In 2012, GlaxoSmithKline was hit with $3 billion in fraud charges, the largest fine of its kind in US history, for off-label promotion of antidepressants Paxil and Wellbutrin and for withholding important safety information about diabetes drug Avandia.
There is no indication of how much money – if any – Teva could stand to lose on the result of the latest Justice Department investigation, but Copaxone has a key place in Teva’s operation, racking up global revenues last year of $4.3 billion.
This is more than half of the money which Teva’s specialty segment brought in. The drug is set to lose around $500 million to generic erosion this year, but Teva was handed a small reprieve last month when a high dose form of the medicine was approved by the FDA, with a 16-year patent.

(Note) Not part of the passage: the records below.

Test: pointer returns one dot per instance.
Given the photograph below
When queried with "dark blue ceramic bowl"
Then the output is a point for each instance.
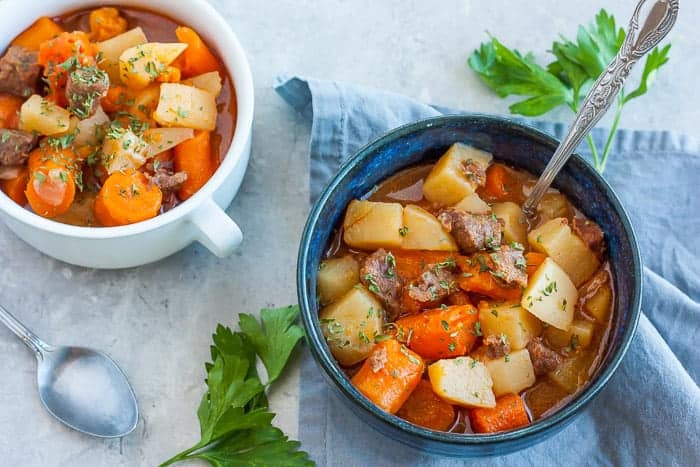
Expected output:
(515, 144)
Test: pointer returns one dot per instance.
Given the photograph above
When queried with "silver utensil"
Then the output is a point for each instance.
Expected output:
(661, 17)
(83, 388)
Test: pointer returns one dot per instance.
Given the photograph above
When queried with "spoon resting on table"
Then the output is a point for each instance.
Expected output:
(660, 18)
(83, 388)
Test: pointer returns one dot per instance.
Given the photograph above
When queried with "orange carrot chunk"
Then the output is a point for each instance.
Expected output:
(126, 198)
(197, 58)
(194, 157)
(389, 375)
(42, 30)
(439, 333)
(509, 413)
(427, 409)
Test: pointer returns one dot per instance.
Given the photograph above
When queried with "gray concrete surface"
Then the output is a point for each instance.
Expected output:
(156, 320)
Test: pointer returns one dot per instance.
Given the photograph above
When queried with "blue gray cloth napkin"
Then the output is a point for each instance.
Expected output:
(649, 413)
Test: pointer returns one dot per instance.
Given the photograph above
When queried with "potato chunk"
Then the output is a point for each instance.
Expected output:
(335, 277)
(186, 106)
(566, 248)
(512, 373)
(510, 319)
(424, 231)
(42, 116)
(473, 204)
(140, 65)
(369, 225)
(515, 227)
(350, 325)
(447, 184)
(462, 381)
(579, 334)
(550, 295)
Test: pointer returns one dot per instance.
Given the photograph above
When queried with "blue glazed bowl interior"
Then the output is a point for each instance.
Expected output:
(517, 145)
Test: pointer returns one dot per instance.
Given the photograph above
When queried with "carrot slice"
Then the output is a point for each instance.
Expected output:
(389, 375)
(194, 157)
(50, 190)
(42, 30)
(126, 198)
(441, 333)
(509, 413)
(14, 188)
(197, 58)
(427, 409)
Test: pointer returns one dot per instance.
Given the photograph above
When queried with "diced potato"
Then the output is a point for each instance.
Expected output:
(554, 205)
(556, 239)
(140, 65)
(162, 139)
(90, 131)
(572, 372)
(43, 116)
(424, 231)
(350, 325)
(598, 305)
(335, 277)
(512, 373)
(447, 184)
(369, 225)
(210, 82)
(515, 228)
(186, 106)
(462, 381)
(550, 295)
(111, 50)
(511, 319)
(473, 204)
(123, 150)
(580, 334)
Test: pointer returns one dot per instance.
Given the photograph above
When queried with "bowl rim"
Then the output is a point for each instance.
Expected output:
(332, 370)
(221, 36)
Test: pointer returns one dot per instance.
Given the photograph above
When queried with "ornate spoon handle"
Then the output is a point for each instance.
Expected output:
(660, 19)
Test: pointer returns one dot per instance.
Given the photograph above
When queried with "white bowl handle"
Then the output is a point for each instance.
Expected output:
(216, 230)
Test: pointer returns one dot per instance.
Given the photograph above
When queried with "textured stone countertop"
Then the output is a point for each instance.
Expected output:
(156, 320)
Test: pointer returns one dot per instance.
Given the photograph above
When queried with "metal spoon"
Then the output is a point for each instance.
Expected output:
(660, 19)
(82, 388)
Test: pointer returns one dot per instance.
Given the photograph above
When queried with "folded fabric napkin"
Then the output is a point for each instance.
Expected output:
(649, 412)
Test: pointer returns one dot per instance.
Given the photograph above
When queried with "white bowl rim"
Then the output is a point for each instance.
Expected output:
(232, 53)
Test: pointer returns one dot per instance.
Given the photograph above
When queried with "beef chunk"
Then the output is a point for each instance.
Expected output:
(19, 71)
(509, 265)
(436, 283)
(589, 232)
(378, 274)
(472, 232)
(496, 346)
(543, 358)
(85, 87)
(15, 146)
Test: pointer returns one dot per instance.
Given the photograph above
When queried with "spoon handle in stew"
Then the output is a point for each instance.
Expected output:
(27, 336)
(660, 19)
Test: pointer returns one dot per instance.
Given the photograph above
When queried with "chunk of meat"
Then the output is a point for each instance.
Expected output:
(472, 232)
(496, 346)
(509, 265)
(543, 358)
(15, 146)
(19, 71)
(84, 89)
(590, 233)
(378, 274)
(436, 283)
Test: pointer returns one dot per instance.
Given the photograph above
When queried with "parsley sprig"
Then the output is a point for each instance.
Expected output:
(567, 79)
(234, 417)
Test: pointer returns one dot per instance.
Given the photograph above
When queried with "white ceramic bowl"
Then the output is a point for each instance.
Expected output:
(200, 218)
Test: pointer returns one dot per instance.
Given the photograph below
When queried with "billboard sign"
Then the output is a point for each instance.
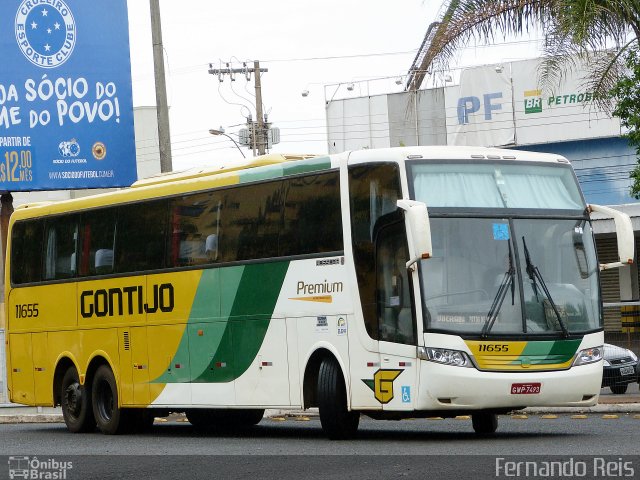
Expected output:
(568, 112)
(66, 113)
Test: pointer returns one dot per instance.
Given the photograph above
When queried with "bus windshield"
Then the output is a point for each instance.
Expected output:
(494, 185)
(506, 272)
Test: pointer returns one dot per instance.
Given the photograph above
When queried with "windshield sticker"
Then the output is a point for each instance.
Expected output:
(500, 231)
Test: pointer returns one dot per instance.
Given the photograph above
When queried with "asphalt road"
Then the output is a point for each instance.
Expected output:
(296, 448)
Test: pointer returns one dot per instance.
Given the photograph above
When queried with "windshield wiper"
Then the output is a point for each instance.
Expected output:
(535, 276)
(507, 281)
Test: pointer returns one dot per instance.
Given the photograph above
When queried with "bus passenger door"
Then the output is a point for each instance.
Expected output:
(396, 382)
(139, 365)
(22, 390)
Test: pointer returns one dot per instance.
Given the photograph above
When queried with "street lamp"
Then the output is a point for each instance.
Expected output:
(220, 131)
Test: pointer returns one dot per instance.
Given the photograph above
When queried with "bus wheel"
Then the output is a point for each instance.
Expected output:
(110, 418)
(618, 389)
(484, 423)
(337, 422)
(76, 403)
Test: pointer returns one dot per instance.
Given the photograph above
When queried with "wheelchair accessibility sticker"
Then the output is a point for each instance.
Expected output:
(406, 394)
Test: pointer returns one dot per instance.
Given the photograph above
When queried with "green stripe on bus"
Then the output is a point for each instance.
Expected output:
(285, 169)
(222, 347)
(549, 352)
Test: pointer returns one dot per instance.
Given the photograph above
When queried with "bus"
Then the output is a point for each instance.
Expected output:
(395, 283)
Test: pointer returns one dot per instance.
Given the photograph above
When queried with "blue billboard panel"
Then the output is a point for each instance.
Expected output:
(66, 112)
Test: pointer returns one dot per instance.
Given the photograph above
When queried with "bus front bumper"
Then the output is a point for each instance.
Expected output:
(444, 387)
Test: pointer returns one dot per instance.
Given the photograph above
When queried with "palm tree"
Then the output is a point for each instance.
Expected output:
(594, 32)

The US market is particularly important for Copaxone, with sales up 11% to $3.2 billion, as a result of increases in both price and volume.
Outside the US the drug saw an increase of 2% to $1.1 billion, due to an upswing in some European countries.
Azilect is far smaller beer for Teva, but its sales jumped 12% to $371 million last year, with global in-market revenues up 17% to $493 million “primarily due to increased demand in the US and Europe as well as a price increase in the US”, according to the firm.
In all, Teva’s turnover from generics medicines was $9.9 billion in 2013, down 5% on the $10.4 billion in 2012, and representing 49% of the group’s total revenue.
The US accounted for generics revenue of $4.2 billion – a year-on-year drop of 5% again.
Specialty medicines – the segment in which Copaxone and Azilect sit – saw revenue rise 3% to $8.4 billion, $6 billion of which was in the US, an increase of 3% compared to 2012.